Honor Guard: Local firefighters pay tribute to Texas fallen

PORTLAND, Ore. – A few days after the explosion in Texas, firefighters there sent a simple Facebook message to firefighters in Oregon. They were strangers but they needed help honoring 12 Texas men who died.

Two firefighters arrived back home to Portland on Friday after spending a week helping the families of their fellow firefighters killed in that fertilizer plant explosion.

After the first wave of firefighters rushed to the burning plant just in time for the huge explosion last week that took their lives, the second wave of firefighters rushed to the plant this week.

Instead of hoses, they carried flags to serve in the honor guard. The honor guard is a volunteer corps that stands guard over the caskets of the fallen. Oregon proudly sent two – their long journey sewn onto the sleeves of Phil Burks’ and Raina Eshleman's uniforms.

Said Eshleman: "It was kind of funny that the whole time we were there people would see the patch on the sleeve of our uniform where it says "Oregon Fire Service Honor Guard” and they would say, 'Well, where's Oregon?' And what they meant was is that in Texas? They couldn't wrap their minds around the fact that people would come all the way from Oregon to Texas to help them."

Burks said they didn't know anyone there.

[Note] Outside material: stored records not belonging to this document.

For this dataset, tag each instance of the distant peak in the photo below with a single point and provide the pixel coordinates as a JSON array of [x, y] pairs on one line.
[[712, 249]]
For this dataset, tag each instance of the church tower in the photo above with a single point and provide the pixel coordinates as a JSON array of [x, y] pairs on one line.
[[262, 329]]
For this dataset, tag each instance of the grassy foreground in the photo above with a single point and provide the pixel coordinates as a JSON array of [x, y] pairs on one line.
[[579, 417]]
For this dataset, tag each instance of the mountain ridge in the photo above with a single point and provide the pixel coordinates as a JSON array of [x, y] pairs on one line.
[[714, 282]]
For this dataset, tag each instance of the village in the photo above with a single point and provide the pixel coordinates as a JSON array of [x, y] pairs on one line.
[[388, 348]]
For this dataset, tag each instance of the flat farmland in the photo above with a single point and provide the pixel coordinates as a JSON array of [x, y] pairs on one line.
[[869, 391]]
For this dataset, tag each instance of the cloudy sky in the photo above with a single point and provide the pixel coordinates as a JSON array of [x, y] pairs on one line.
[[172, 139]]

"This was unknown land. We were told to buy a plane ticket, and they would get us to where we needed to go," he said.

They were needed with the fallen. The firefighters who died enjoyed the company of their comrades while their caskets waited for burial.

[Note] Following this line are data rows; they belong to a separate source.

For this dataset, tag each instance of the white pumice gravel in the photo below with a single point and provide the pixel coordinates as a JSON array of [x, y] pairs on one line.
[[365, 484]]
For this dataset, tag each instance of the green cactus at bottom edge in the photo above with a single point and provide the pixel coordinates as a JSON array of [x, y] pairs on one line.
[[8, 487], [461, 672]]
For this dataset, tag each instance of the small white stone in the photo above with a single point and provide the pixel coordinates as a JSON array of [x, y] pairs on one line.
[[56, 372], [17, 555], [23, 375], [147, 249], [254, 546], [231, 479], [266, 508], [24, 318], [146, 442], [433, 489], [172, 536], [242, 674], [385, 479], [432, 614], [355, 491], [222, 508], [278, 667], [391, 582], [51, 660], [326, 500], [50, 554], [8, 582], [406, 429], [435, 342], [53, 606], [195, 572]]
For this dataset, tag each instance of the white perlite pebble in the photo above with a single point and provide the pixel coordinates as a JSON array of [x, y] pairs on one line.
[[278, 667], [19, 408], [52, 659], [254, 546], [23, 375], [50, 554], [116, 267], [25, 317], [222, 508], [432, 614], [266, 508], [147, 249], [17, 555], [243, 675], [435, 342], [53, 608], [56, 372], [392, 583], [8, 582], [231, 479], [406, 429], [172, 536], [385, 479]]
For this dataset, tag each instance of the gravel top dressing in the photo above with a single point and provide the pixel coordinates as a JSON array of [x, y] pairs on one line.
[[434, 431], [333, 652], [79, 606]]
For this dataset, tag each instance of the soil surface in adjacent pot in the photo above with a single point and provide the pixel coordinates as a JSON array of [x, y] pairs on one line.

Even on the way to the Dallas Airport to come home Burks and Eshleman found a way to give even more. They heard about a family from Illinois who couldn’t afford to bring the body of their Texas loved one back to be buried.

"Within an hour and 15 minutes as we were rolling down the highway, we had secured enough funds," said Eshleman.

Those donations came from firefighters and friends in Oregon.

They spent five days serving in the honor guard, but there are still 12 firefighters who are waiting to be buried there. So there are other firefighters from all around the country who are still serving in the honor guard until those funerals.

Burks works for the fire department on Mount Hood and Eshleman is a paramedic for Clackamas Fire.